This dissertation deals with computer-intensive methods for dependent observations. The main part is built up by four papers defining and analyzing a resampling method of bootstrap type for the spectral domain of a stationary Gaussian sequence. The emphasis is on practical aspects as well as on asymptotic validity. The other part develops comprehensive models for statistical extrapolation of spatially collected data. The emphasis is on practical implementation and efficient model selection.

The resampling method uses known asymptotic results for the spectral parts of a sample from a stationary sequence. The resampling is done completely in the spectral domain of the sequence and has separate procedures for amplitude and phase resampling. The latter property is a new concept. Some different strategies for the two parts of the resampling are suggested, including previously suggested amplitude resampling methods. As for the phase resampling, the methods are unique for the works included in this dissertation.

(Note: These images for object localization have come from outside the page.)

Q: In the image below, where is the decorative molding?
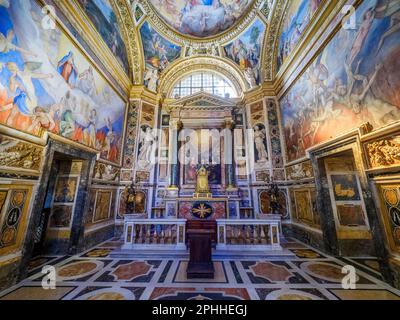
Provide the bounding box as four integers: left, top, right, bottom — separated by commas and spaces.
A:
262, 0, 286, 81
0, 134, 43, 175
54, 0, 132, 92
169, 92, 237, 108
93, 162, 120, 183
286, 160, 314, 181
138, 0, 264, 45
275, 0, 349, 97
114, 0, 143, 84
366, 136, 400, 169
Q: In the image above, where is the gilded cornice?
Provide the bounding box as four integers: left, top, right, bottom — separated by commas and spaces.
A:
159, 57, 248, 98
0, 124, 46, 147
262, 0, 287, 81
130, 85, 158, 105
114, 0, 143, 84
360, 121, 400, 143
138, 0, 264, 46
244, 82, 276, 104
55, 0, 132, 93
274, 0, 347, 97
169, 92, 237, 108
47, 133, 99, 157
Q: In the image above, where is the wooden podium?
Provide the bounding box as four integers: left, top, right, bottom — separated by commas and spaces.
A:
186, 220, 216, 279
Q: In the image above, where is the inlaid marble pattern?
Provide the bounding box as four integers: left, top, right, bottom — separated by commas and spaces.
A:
1, 238, 400, 300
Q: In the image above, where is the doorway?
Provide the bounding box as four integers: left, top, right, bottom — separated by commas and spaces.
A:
317, 150, 375, 256
32, 153, 84, 256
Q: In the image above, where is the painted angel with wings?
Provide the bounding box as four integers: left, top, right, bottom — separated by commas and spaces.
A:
143, 68, 159, 92
0, 29, 37, 57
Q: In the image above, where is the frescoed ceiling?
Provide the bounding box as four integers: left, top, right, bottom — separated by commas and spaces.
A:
131, 0, 277, 93
46, 0, 328, 91
146, 0, 255, 38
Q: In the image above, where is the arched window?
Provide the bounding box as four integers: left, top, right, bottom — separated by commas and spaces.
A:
171, 72, 237, 99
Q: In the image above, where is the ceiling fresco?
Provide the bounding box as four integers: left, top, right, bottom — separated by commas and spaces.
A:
224, 17, 266, 86
277, 0, 323, 71
76, 0, 130, 74
147, 0, 255, 38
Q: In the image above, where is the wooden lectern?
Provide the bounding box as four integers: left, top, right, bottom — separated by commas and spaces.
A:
186, 220, 216, 279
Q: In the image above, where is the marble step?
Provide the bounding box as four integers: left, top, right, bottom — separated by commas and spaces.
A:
110, 248, 295, 260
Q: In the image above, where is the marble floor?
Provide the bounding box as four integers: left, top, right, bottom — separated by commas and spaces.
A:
1, 238, 400, 300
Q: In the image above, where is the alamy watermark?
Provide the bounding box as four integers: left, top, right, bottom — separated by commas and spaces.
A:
341, 5, 357, 30
342, 265, 357, 289
41, 265, 56, 290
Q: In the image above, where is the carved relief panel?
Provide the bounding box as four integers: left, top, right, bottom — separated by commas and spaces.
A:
365, 136, 400, 169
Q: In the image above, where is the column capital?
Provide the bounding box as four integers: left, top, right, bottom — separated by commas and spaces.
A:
224, 119, 235, 130
170, 119, 183, 131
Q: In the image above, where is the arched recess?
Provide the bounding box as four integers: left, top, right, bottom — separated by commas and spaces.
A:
159, 57, 249, 98
113, 0, 143, 84
168, 71, 238, 99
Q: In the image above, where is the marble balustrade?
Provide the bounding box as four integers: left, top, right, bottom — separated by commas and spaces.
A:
122, 216, 281, 251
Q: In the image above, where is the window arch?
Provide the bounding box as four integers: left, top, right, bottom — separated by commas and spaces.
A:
170, 72, 238, 99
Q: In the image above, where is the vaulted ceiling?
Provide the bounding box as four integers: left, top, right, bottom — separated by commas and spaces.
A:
74, 0, 326, 93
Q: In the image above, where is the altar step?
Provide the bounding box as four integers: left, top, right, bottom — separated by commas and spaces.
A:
110, 248, 295, 260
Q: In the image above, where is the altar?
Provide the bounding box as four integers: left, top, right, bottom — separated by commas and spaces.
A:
178, 198, 227, 220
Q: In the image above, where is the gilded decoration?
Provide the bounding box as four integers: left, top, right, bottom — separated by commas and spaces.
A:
0, 186, 33, 255
138, 0, 264, 45
113, 0, 143, 84
123, 101, 139, 170
55, 0, 133, 90
262, 0, 286, 81
378, 185, 400, 253
286, 161, 314, 181
366, 136, 400, 168
93, 162, 120, 183
0, 135, 43, 173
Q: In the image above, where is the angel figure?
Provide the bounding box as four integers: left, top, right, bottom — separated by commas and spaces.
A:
144, 68, 159, 92
244, 68, 257, 88
4, 61, 53, 126
0, 29, 37, 57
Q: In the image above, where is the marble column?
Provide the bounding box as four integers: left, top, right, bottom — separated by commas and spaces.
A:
224, 119, 236, 189
168, 119, 182, 189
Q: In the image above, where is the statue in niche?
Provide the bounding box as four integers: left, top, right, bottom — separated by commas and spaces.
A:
144, 68, 159, 92
195, 165, 211, 195
254, 124, 268, 162
244, 68, 257, 88
138, 125, 156, 169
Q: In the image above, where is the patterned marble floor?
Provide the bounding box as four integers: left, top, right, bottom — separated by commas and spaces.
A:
1, 238, 400, 300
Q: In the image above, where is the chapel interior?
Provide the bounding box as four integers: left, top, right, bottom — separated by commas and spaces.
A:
0, 0, 400, 301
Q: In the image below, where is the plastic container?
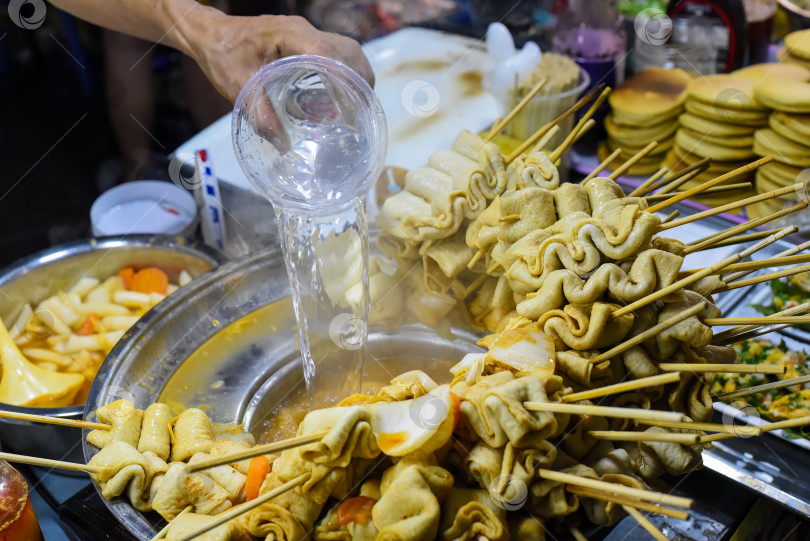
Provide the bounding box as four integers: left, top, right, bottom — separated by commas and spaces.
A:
0, 461, 42, 541
633, 17, 718, 75
90, 180, 197, 237
232, 55, 387, 398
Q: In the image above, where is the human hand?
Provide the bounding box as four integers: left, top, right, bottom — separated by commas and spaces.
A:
184, 11, 375, 103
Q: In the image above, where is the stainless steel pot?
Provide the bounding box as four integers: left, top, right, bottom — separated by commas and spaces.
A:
82, 246, 484, 540
0, 235, 225, 464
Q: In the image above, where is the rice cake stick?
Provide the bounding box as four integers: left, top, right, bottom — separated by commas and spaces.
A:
662, 210, 680, 224
716, 263, 810, 292
704, 316, 810, 326
679, 253, 810, 277
643, 182, 752, 201
687, 227, 785, 252
486, 78, 548, 141
724, 239, 810, 282
588, 430, 700, 445
0, 410, 109, 430
185, 431, 328, 473
712, 301, 810, 343
0, 451, 101, 474
714, 374, 810, 401
623, 505, 669, 541
637, 419, 761, 436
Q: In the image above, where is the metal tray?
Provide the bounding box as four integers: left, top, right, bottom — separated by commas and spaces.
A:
82, 247, 484, 540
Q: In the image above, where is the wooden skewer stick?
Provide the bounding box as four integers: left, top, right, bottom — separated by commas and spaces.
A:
652, 159, 711, 194
704, 316, 810, 326
505, 83, 606, 164
567, 485, 690, 520
467, 248, 485, 270
561, 372, 682, 403
486, 116, 503, 140
683, 201, 808, 255
174, 473, 310, 541
462, 274, 489, 299
687, 227, 786, 252
661, 156, 711, 181
550, 87, 612, 163
646, 156, 773, 214
150, 506, 192, 541
699, 415, 810, 443
523, 402, 687, 422
588, 430, 700, 445
629, 167, 669, 197
715, 374, 810, 401
662, 210, 680, 224
687, 225, 799, 251
637, 419, 761, 436
623, 505, 669, 541
549, 117, 597, 163
570, 118, 596, 145
679, 253, 810, 277
716, 263, 810, 293
595, 304, 707, 361
537, 468, 694, 508
528, 125, 561, 155
658, 363, 786, 374
569, 526, 589, 541
643, 182, 752, 201
661, 182, 803, 231
608, 142, 658, 180
0, 451, 100, 474
185, 431, 328, 473
486, 79, 548, 141
713, 301, 810, 344
688, 225, 794, 261
724, 239, 810, 283
612, 239, 771, 319
715, 323, 793, 345
0, 410, 110, 430
584, 147, 623, 182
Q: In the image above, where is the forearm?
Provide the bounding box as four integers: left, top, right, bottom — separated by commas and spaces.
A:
47, 0, 219, 61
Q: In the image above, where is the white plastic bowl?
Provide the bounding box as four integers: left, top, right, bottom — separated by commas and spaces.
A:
90, 180, 197, 237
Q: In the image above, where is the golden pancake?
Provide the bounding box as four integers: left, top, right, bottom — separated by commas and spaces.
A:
608, 135, 674, 157
757, 161, 804, 189
605, 114, 679, 142
609, 67, 692, 121
769, 114, 807, 147
678, 112, 756, 137
753, 79, 810, 113
777, 47, 810, 71
731, 62, 810, 83
785, 29, 810, 61
754, 128, 810, 167
772, 112, 810, 138
680, 127, 754, 149
684, 99, 769, 126
688, 74, 767, 111
675, 128, 756, 161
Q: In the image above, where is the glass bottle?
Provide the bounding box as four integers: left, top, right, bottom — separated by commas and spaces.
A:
0, 461, 42, 541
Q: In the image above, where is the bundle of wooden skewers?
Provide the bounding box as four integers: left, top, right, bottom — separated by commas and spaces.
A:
2, 81, 810, 541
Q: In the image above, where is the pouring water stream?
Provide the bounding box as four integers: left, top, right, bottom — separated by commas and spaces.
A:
233, 55, 387, 400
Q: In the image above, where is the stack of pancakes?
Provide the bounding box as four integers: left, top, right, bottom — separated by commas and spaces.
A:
600, 67, 692, 176
664, 74, 773, 207
747, 59, 810, 220
777, 29, 810, 71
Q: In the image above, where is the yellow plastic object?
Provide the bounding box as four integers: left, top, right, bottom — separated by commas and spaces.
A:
0, 319, 83, 407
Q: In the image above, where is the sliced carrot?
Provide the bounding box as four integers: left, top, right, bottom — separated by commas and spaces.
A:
118, 267, 135, 289
337, 496, 376, 526
129, 267, 169, 295
450, 391, 462, 430
77, 314, 99, 336
245, 456, 271, 501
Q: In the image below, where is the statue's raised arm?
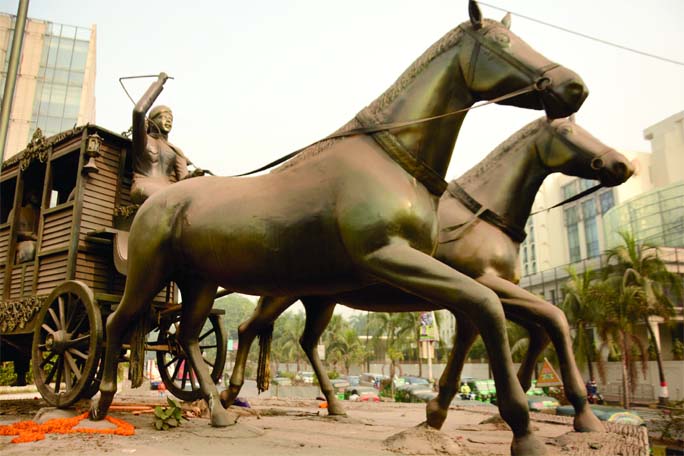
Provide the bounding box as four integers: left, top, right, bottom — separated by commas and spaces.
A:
130, 72, 192, 204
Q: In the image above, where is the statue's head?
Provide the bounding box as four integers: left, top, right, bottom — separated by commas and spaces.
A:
148, 105, 173, 135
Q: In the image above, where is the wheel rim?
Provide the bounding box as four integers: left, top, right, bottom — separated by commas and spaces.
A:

The performance of the method is analyzed partly by comprehensive simulation studies, partly by studying asymptotic distributions of certain estimators. The simulation results are satisfactory and the asymptotic validity is achieved. Some open questions are discussed. The development of models for extrapolation starts from different assumptions on data. The most successful modelling is by treating the data as coming from a spatial stochastic process. A parametric correlation-structure is thus applied, resulting in heavy numerical estimation routines. Another part of the modelling is the assumption of a non-linear meanvalue function of data, preferably estimated by cubic spline regression functions. To choose between the different models a comprehensive cross-validation procedure is implemented.